Put aside for a moment these foreign nationals. As the committee heard, more than 900 UK nationals and residents went to support Daesh in the conflicts in the Middle East, and somewhere between 450 and 600 returned. There is no question that, as the United Nations declared, the attack on the Yazidi population, which involved the murder of the men and the rape and enslavement of the women and children, amounted to genocide. Not one of the returnees has been prosecuted for genocide; nor has anyone arriving at our borders, whether legally or in small boats. As the noble Baroness, Lady Kennedy, pointed out a moment ago, there is no justice or accountability for the crimes against the Yazidis anywhere in the world.

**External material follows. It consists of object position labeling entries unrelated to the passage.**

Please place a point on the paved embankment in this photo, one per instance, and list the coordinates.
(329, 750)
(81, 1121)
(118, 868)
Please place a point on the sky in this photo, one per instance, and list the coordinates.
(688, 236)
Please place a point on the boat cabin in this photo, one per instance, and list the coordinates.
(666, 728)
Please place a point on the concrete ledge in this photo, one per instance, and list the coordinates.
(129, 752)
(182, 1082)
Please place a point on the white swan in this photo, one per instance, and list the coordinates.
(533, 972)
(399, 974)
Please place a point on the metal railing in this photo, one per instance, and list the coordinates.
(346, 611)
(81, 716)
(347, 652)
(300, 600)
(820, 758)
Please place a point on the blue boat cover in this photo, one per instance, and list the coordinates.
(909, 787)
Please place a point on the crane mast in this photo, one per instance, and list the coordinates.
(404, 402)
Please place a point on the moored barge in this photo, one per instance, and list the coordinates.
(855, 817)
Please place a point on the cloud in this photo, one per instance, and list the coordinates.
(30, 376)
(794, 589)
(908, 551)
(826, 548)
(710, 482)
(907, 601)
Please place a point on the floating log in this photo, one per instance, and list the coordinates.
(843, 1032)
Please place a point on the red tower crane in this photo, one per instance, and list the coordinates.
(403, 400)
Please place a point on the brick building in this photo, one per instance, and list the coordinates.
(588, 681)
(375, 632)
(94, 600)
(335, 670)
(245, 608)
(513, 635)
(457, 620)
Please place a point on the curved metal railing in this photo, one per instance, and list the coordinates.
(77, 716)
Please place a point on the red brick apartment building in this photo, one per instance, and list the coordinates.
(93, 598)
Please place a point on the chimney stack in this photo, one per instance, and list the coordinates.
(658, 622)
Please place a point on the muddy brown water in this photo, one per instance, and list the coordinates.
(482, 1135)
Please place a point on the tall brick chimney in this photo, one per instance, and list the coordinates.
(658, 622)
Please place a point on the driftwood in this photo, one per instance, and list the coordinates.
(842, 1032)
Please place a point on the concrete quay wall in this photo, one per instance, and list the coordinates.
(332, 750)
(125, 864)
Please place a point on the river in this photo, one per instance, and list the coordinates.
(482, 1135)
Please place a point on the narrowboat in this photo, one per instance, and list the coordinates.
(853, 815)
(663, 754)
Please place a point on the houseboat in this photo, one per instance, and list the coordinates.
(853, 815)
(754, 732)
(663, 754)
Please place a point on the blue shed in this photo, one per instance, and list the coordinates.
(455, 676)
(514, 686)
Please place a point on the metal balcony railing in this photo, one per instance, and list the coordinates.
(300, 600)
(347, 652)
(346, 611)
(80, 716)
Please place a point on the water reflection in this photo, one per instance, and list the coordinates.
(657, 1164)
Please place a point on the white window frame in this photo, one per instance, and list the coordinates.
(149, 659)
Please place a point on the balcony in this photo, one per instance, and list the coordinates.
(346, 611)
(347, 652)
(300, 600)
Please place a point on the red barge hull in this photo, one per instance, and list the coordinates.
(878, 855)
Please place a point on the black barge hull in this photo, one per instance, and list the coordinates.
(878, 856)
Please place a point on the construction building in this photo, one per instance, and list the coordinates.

Successive Directors of Public Prosecutions have shied away from bringing proceedings under the 2001 Act. The only case of a person convicted of a war crime on a prosecution brought under the Act was brought by the Director of Service Prosecutions. That person was Corporal Payne, in the Baha Mousa case in Basra, where an Iraqi civilian was beaten and kicked to death in British custody. I was present when he pleaded guilty to a war crime—inhumane treatment of prisoners —which he did only because it was an alternative to murder. He was sentenced to 12 months’ imprisonment. Payne was in charge of a detention facility, as noble Lords will remember, and invited passing British soldiers in to take a kick at the detainees. I defended in the same case a superior officer who was acquitted of neglect of duty.

At Second Reading of the then Bill in 2001, Lord Lester of Herne Hill argued that our courts

“should be ready to shoulder that responsibility should a suspected perpetrator of genocide or war crimes come within our territorial jurisdiction in circumstances where the ICC is unable to take over”.—[Official Report, 15/1/01; col. 939.]

That is precisely the case I am making.

In Committee, on 12 February of that year, there were amendments to make genocide and war crimes subject to universal jurisdiction. They were moved by Lord Archer of Sandwell, who served as the Solicitor-General for five years under Wilson and Callaghan; he was supported by the noble and learned Lord, Lord Goldsmith, who was later the Attorney-General for six years under Blair. For the Liberal Democrats, Lord Avebury—the heroic Eric Lubbock—argued strongly in favour of the amendments. My colleague and friend Lord Goodhart, who is much missed, put it succinctly when he said:

“Surely it is right that we should not apply a principle of territoriality to this, but if we find on our territory those who are alleged to have committed these terribly serious crimes and if, for one reason or another, there is no possibility of the ICC exercising its own jurisdiction, we should exercise our jurisdiction in this country whatever the location of such crimes and whatever the nationality of the person alleged to have committed them”.—[Official Report, 12/2/01; col. 82.]


The amendments were withdrawn on a concession that jurisdiction would extend to residents of the UK and not just nationals, as was originally drafted.

This report gives the current Attorney-General, in the light of the failure to bring anyone to account for the Yazidi genocide, a chance to reverse the stance taken by some of his predecessors in 2001. I hope that he will support amendments to that effect in the coming Crime and Policing Bill.